Use evals as regression tests in your CI pipelines.

judgeval enables you to unit test your agent against predefined tasks/inputs, with built-in support for common unit testing frameworks like pytest.

Quickstart

You can formulate evals as unit tests by checking if scorers exceed or fall below threshold values on a set of examples (test cases).

Setting assert_test=True in client.run_evaluation() runs evaluations as unit tests, raising an exception if the score falls below the defined threshold.

unit_test.py
from judgeval import JudgmentClient
from judgeval.data import Example
from judgeval.scorers.example_scorer import ExampleScorer

client = JudgmentClient()

class CustomerRequest(Example):
    request: str
    response: str

class ResolutionScorer(ExampleScorer):
    name: str = "Resolution Scorer"

    async def a_score_example(self, example: CustomerRequest):
        # Replace this logic with your own scoring logic
        if "package" in example.response:
            self.reason = "The response contains the word 'package'"
            return 1
        else:
            self.reason = "The response does not contain the word 'package'"
            return 0

example = CustomerRequest(request="Where is my package?", response="Your P*CKAG* will arrive tomorrow at 10:00 AM.")

res = client.run_evaluation(
    examples=[example],
    scorers=[ResolutionScorer()],
    project_name="default_project",
    assert_test=True
)

If an example fails, the test will report the failure like this:

title="Test output"

================================================================================
⚠️ TEST RESULTS: 0/1 passed (1 failed)
================================================================================

 Test 1: FAILED
Scorer: Resolution Scorer
Score: 0.0
Reason: The response does not contain the word 'package'

Unit tests are treated as evals and the results are saved to your projects on the Judgment platform.

Pytest Integration

judgeval integrates with pytest so you don't have to write any additional scaffolding for your agent unit tests.

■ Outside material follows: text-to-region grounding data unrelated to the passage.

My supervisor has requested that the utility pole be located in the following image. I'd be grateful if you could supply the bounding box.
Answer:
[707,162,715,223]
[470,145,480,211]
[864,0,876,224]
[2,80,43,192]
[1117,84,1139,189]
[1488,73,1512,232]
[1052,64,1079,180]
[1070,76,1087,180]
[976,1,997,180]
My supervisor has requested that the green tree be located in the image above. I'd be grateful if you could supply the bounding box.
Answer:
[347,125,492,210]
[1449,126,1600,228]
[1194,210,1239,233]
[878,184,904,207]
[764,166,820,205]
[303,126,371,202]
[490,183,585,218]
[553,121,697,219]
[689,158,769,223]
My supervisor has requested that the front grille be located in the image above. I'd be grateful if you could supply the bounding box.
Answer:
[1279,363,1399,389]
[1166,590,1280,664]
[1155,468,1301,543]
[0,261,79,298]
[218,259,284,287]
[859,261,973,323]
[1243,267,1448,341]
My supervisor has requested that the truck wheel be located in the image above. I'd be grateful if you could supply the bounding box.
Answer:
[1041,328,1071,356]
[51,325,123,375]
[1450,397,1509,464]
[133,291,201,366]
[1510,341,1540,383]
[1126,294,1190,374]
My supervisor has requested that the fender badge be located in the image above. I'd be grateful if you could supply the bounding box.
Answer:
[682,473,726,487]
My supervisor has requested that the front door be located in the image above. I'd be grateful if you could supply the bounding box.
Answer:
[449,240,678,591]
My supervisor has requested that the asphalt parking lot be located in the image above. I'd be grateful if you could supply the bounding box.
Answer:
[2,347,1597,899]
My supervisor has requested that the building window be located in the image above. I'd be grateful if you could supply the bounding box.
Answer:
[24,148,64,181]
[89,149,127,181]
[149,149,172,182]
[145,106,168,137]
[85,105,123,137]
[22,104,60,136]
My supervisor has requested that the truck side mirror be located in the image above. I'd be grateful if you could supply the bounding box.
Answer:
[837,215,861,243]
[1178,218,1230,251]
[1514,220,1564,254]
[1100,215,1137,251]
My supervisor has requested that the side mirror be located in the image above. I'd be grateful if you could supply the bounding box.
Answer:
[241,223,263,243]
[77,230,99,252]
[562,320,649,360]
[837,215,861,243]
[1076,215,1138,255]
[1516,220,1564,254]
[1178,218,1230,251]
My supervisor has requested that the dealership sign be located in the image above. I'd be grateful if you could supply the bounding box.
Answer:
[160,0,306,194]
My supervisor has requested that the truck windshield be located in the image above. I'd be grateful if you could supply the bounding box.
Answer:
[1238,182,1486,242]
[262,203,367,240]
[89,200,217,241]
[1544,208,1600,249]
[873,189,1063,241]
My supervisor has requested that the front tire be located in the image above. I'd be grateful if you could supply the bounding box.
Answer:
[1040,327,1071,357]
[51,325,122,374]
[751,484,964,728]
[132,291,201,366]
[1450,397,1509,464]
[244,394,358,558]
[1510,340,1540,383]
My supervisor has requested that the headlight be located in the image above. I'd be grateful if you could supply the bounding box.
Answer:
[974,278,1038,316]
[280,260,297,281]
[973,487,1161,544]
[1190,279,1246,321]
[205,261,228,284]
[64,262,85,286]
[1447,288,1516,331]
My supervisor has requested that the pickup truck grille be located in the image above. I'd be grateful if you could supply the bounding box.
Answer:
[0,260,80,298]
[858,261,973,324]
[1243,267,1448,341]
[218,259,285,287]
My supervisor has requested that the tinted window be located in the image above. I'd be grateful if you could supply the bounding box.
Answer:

We'll reuse the code above and now expect a failure with pytest by running uv run pytest unit_test.py:

unit_test.py
from judgeval import JudgmentClient
from judgeval.data import Example
from judgeval.scorers.example_scorer import ExampleScorer
from judgeval.exceptions import JudgmentTestError
import pytest

client = JudgmentClient()

class CustomerRequest(Example):
  request: str
  response: str

class ResolutionScorer(ExampleScorer):
  name: str = "Resolution Scorer"

  async def a_score_example(self, example: CustomerRequest):
      # Replace this logic with your own scoring logic
      if "package" in example.response:
          self.reason = "The response contains the word 'package'"
          return 1
      else:
          self.reason = "The response does not contain the word 'package'"
          return 0

example = CustomerRequest(request="Where is my package?", response="Your P*CKAG* will arrive tomorrow at 10:00 AM.")

def test_agent_behavior():
    with pytest.raises(JudgmentTestError):  
        client.run_evaluation(
            examples=[example],
            scorers=[ResolutionScorer()],
            project_name="default_project",
            assert_test=True
        )